Clearly, the resources sector and the consumer goods sector are not particularly popular at the present time. In the case of the former, a low oil price is apparently here to stay and, as a result, sales and profitability for oil and gas companies are likely to come under pressure. And, with the outlook for the Aussie economy being relatively uncertain and unemployment being higher than desired, consumer goods companies could experience a challenging period as a result of weak demand from shoppers.
However, those two sectors present opportunities to buy stocks with considerable margins of safety. In other words, their valuations fully reflect the challenges that they face in the short to medium term and, for long-term investors, the risk/reward ratio appears to be appealing.
For example, Oil Search Limited (ASX: OSH) has seen its share price fall by 12% in the last three months and, with its bottom line set to rise by 45% in the current financial year, it trades on a price to earnings growth (PEG) ratio of just 1.12. That's less than the ASX's PEG ratio of 1.35 and, with Oil Search recently ramping up its production guidance for 2015, the company may be better able to deal with lower oil and gas prices than many of its peers. That's especially the case since Oil Search is set to create additional efficiencies so that its production costs fall over the short to medium term.
Furthermore, Oil Search is forecast to increase dividends per share by more than inflation at 1.7% per annum during the next two years.

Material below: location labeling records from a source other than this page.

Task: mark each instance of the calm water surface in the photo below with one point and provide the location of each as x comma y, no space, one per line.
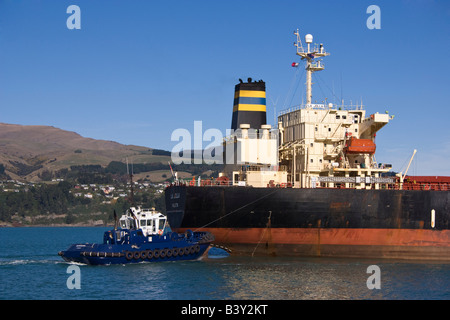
31,269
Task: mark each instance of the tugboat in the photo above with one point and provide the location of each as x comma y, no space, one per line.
143,235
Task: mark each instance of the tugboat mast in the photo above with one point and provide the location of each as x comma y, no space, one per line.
311,65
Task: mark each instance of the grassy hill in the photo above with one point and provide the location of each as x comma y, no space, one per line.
27,151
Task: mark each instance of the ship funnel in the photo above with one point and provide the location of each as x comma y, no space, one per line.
249,104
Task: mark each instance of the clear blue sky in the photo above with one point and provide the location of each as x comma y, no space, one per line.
137,70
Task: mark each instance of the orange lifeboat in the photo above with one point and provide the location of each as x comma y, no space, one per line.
360,146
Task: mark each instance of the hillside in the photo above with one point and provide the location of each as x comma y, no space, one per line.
27,151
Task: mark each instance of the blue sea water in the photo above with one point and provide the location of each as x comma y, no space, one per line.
31,269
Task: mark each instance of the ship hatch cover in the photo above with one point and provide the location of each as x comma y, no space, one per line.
360,146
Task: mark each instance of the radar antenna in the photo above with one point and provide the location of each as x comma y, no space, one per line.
311,65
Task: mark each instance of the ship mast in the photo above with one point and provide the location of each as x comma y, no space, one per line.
311,65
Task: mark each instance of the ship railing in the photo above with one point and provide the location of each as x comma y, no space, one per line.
427,186
321,106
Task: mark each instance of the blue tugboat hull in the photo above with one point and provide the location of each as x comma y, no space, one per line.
158,249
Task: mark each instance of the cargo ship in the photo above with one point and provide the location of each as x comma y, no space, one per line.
312,186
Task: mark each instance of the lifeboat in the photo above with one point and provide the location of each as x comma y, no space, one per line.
354,146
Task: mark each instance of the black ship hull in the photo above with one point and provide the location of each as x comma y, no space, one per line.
411,224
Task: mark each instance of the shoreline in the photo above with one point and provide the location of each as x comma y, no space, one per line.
14,225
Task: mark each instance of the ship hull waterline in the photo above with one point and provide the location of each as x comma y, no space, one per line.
393,224
346,243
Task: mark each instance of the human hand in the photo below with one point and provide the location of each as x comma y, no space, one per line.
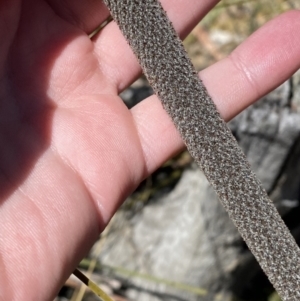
70,150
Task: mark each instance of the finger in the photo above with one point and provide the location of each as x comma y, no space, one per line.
9,19
260,64
86,15
117,59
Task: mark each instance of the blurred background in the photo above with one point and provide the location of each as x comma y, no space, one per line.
171,240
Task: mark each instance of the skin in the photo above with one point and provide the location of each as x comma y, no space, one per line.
70,151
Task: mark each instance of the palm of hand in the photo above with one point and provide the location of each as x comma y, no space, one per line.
70,149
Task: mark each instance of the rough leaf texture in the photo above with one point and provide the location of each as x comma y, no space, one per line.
209,140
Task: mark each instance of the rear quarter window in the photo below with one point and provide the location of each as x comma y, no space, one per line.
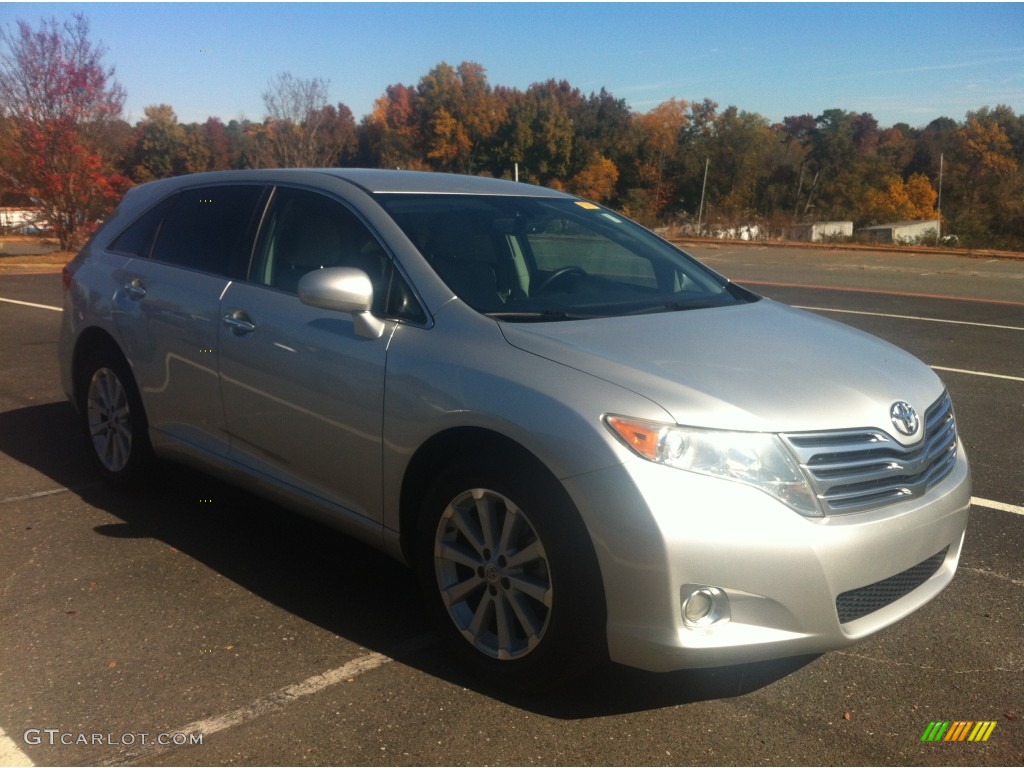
137,239
210,229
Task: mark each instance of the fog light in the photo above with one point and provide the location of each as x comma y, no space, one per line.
702,606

This provides an indication that the company's management team is confident in its long-term outlook and also means that Oil Search's 2.4% yield has the scope to improve moving forward.
Meanwhile, JB Hi-Fi Limited (ASX: JBH) has fallen by 10% since the start of June, with poor retail sales figures hurting investor sentiment in the stock. However, with JB Hi-Fi expected to increase its earnings by 5.6% in each of the next two years, its price to sales (P/S) ratio of 0.57 could rise significantly. In fact, JB Hi-Fi currently trades at a significant discount to the wider index, with the ASX having a P/S ratio of 1.43.
And, with the full effect of lower interest rates still yet to be felt (owing to time lags), the medium-term outlook for the consumer goods sector (and for JB Hi-Fi) could be much brighter than is currently being priced in by the market.
Furthermore, with dividends set to rise by 5.2% per annum over the next two years, it sends out a positive signal regarding management's outlook for the business which, alongside a yield of 4.4%, should help to improve investor sentiment in the company during the current loose monetary policy period.